北九州監禁殺人事件をほぼトレースした作品。
少女・摩耶が警察に駆け込んだ事により、事件が発覚する。捜査員2名と事件とは全くの第3者である辰吾の3名が交互に語っていく事により物語が進む。
あまりにも残虐な描写に反吐が出そうになるが、辰吾と同棲している聖子とその実父である三郎が事件にどのように関わっているのかが気になり、惹きつけられる部分もある。読者をミスリードしながら、最後の最後まで引っ張りどんでん返しが‥‥。

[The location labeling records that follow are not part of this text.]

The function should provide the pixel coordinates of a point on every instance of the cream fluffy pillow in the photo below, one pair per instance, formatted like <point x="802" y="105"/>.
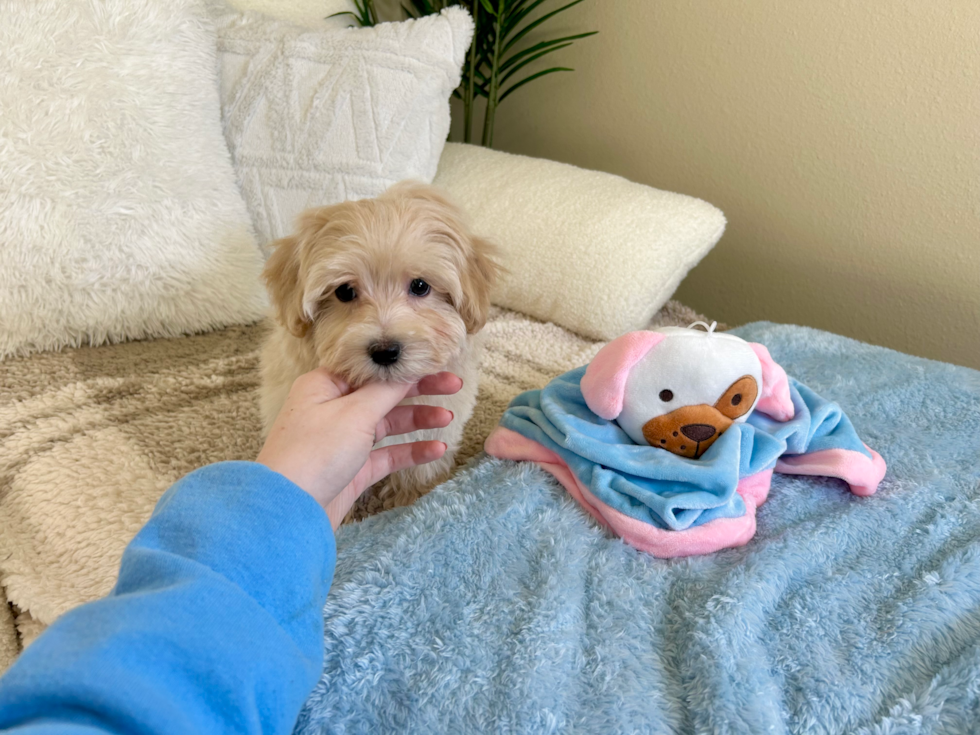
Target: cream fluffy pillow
<point x="119" y="214"/>
<point x="318" y="117"/>
<point x="589" y="251"/>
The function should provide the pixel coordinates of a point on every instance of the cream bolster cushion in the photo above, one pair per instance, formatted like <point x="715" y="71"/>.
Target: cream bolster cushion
<point x="589" y="251"/>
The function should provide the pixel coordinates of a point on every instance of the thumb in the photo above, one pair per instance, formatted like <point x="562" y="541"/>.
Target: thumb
<point x="377" y="399"/>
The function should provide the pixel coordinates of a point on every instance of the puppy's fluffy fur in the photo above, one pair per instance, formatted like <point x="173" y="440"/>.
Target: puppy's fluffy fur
<point x="346" y="287"/>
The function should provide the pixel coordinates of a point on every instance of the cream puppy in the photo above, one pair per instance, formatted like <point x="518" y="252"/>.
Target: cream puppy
<point x="392" y="288"/>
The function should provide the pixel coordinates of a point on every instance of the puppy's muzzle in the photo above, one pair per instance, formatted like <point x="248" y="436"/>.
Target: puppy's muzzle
<point x="385" y="353"/>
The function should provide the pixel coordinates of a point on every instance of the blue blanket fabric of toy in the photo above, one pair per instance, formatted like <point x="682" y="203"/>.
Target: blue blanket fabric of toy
<point x="660" y="488"/>
<point x="494" y="604"/>
<point x="667" y="496"/>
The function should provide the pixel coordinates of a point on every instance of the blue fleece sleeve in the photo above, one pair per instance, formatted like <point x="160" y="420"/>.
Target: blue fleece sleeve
<point x="215" y="624"/>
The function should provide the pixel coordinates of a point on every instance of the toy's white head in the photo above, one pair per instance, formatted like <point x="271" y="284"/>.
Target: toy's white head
<point x="680" y="389"/>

しかし、最後の最後に聖子が疾走する理由の弱さや真犯人の行方の曖昧さ、辰吾が廃人同様になっている結末が作品を小さくしてしまっている。端的に言うと、誰でも思い描ける内容。
三つの視点で進行していくのは、飽きさせず素晴らしいとは思う。摩耶も『ケモノ』化しているかもと思わせのも良い。ただ、聖子と事件の結び付きの弱さと三郎の正義感のあまりにも強すぎる不自然さがあり、本来見せるべき愛のカタチを表現しきれていない。また、ストーリーの収束も弱い。
個人的には、三郎が辰吾に聖子と別れろと忠告していたが聞き入れられず、聖子から誘導され三郎を殺してしまう。そして、聖子の育ての親がケモノ(真犯人)だったみたいな展開で二人が消えていなくなる方が良かったと思う。
いずれにしろ、胸糞悪くなる駄作だと思うし、読む価値は少しも無かった。